17. Hukuk Dairesi 2015/15522 E. , 2018/3302 K.
"İçtihat Metni"MAHKEMESİ:Asliye Hukuk Mahkemesi
Taraflar arasındaki tasarrufun iptali davasının yapılan yargılaması sonunda; kararda yazılı nedenlerden dolayı davanın kabulüne dair verilen hükmün süresi içinde davacı vekili tarafından temyiz edilmesi üzerine dosya incelendi, gereği düşünüldü:
-K A R A R-
Davacı vekili, davalı borçlu ... hakkında takip başlatıldığını, takibin semeresiz kaldığını, borçlunun dava konusu taşınmazı 22.12.2011 tarihinde davalı ..."ye devrettiğini belirterek, tasarrufun iptalini talep etmiştir.Davalılar, haksız açılan davanın reddi gerektiğini savunmuştur.Mahkemece, bilirkişinin taşınmazın değerini 23.147,65 TL olarak belirlediği, taşınmazın tapuda 4.000,00 TL bedel ile devredildiği, davalılar arasında sıhri hısımlık bulunduğu ve aynı köyden olmaları dikkate alındığından taraflar arasındaki taşınmazın satışına ilişkin işlemin davacının alacağının tahsilini engelleme amacına yönelik muvazalı olduğunun anlaşıldığından bahisle davanın kabulüne, ancak davacının alacaklı olduğu ... 3.İcra Müdürlüğü"nün 2012/40 ve 5. İcra Müdürlüğü"nün 2012/1131 sayılı takip dosyasındaki alacağının davacı vekilince dava değeri olarak 1.000,00 TL belirtilip daha sonra dava değeri ıslah edilip harç yatırılmadığından söz konusu takip dosyalarındaki alacağının 1.000,00 TL"sinin tahsili için cebir icra yetkisi verilmesine karar verilmiş; hüküm, davacı vekili tarafından temyiz edilmiştir.Dava İİK"nun 277 ve devamı maddelerine dayalı olarak açılan tasarrufun iptali istemine ilişkindir.Tasarrufun iptali davalarında amaç, borçlunun haciz yada iflasından önce yaptığı ve aslında geçerli olan bazı tasarrufların geçersiz ya da "iyiniyet kurallarına aykırılık" nedeniyle alacaklıya karşı sonuçsuz kalmasını ve dolayısıyla o mal üzerinden cebri icraya devamla alacağın tahsilini sağlamaktır. Bu nedenle davanın kabulü halinde davacı alacaklıya takip konusu alacak ve ferileri ile sınırlı olarak, o mal üzerinde haciz ve satış istemi yetkisinin verilmesi gerekir.Bu tür davalarda dava değerini, takip konusu alacak ile iptali istenilen tasarruf konusu malın değerinden hangisi az ise o değer oluşturur.Dava değeri ise yargılama sonunda hükmedilecek harç, vekalet ücreti gibi yargılama giderlerinin hesabında matrah olarak esas alınır. Kısaca tasarrufun iptali davasının kabulü halinde harç ve vekalet bu dava değerine göre belirlenirken, iptal takip konusu alacak ve ferilerine göre belirlenir.Öte yandan HMK"nun 120.maddesine göre davanın başında yatırılması gereken ve harcın da dahil olduğu avansın eksik olduğunun anlaşılması halinde, mahkece davacıya eksikliği tamamlanması için iki haftalık süre verilir, harç eksikliğinin tamamlanmaması halinde davanın açılmamış sayılmasına karar verilir.

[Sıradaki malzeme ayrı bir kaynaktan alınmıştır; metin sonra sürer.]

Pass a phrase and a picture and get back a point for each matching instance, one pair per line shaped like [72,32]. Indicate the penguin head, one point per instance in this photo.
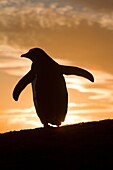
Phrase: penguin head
[34,54]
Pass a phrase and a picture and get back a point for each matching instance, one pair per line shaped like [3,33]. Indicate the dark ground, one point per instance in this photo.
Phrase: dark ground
[85,145]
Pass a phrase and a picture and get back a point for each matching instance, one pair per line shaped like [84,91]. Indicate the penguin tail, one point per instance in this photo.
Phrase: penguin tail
[70,70]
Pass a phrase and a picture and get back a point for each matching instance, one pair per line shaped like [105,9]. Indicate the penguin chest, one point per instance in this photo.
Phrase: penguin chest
[49,93]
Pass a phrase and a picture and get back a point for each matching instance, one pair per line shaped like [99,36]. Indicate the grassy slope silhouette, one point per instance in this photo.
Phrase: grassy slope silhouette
[85,145]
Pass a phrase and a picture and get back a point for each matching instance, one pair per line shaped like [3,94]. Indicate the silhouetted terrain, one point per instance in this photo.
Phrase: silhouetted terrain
[85,145]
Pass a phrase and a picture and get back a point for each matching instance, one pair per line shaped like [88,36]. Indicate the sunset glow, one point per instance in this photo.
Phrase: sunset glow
[77,33]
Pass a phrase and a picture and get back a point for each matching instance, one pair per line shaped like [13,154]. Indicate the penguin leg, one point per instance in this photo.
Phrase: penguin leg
[70,70]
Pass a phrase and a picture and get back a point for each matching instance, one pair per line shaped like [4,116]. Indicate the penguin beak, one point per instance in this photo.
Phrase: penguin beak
[24,55]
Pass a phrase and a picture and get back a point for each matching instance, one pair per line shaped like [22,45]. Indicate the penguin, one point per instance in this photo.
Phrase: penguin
[48,85]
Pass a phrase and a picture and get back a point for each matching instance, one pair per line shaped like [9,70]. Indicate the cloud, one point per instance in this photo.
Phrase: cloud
[50,14]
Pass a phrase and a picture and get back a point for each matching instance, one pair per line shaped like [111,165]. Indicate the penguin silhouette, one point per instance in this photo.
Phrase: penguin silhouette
[49,87]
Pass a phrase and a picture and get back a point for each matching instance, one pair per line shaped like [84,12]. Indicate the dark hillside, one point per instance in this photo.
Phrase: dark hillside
[85,145]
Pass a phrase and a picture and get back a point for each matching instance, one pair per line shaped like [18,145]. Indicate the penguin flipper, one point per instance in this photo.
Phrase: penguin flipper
[28,78]
[70,70]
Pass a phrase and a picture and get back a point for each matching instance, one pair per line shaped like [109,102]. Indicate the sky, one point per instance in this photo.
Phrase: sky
[72,32]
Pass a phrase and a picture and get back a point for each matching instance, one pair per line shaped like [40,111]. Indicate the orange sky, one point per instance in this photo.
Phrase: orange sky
[75,32]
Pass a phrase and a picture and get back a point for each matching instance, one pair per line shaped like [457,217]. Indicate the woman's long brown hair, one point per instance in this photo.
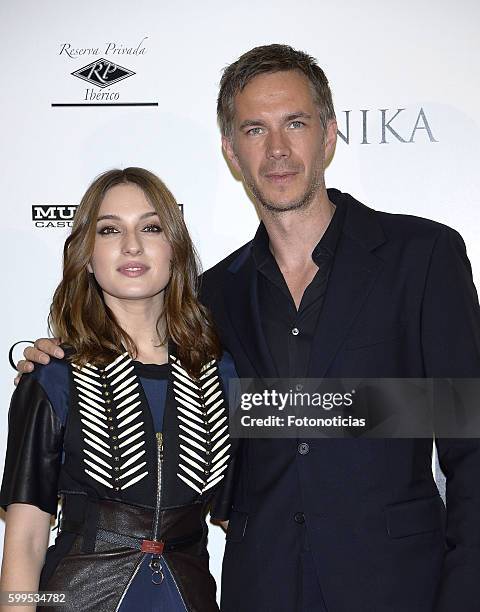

Somut olayda, takip talebindeki alacakların miktarı, dava konusu taşınmazın gerçek değeri olan 23.124,65 TL den daha az olduğundan alacak miktarı üzerinden, harcın tamamlattırılması için davacıya süre verilmesi, yatırılmadığı takdirde davanın açılmamış sayılmasına karar verilmesi gerekirken, hatalı değerlendirme ile yazılı şekilde karar verilmesi usul ve yasaya aykırı olup, harç eksikliği kamu düzenine ilişkin olduğundan temyiz edenin sıfatına bakılmaksızın bozma nedenidir.
SONUÇ: Yukarıda açıklanan nedenlerle, davacı vekilinin temyiz itirazlarının kabulü ile hükmün BOZULMASINA, peşin alınan harcın istek halinde temyiz eden davacıya geri verilmesine 27.03.2018 gününde oybirliğiyle karar verildi.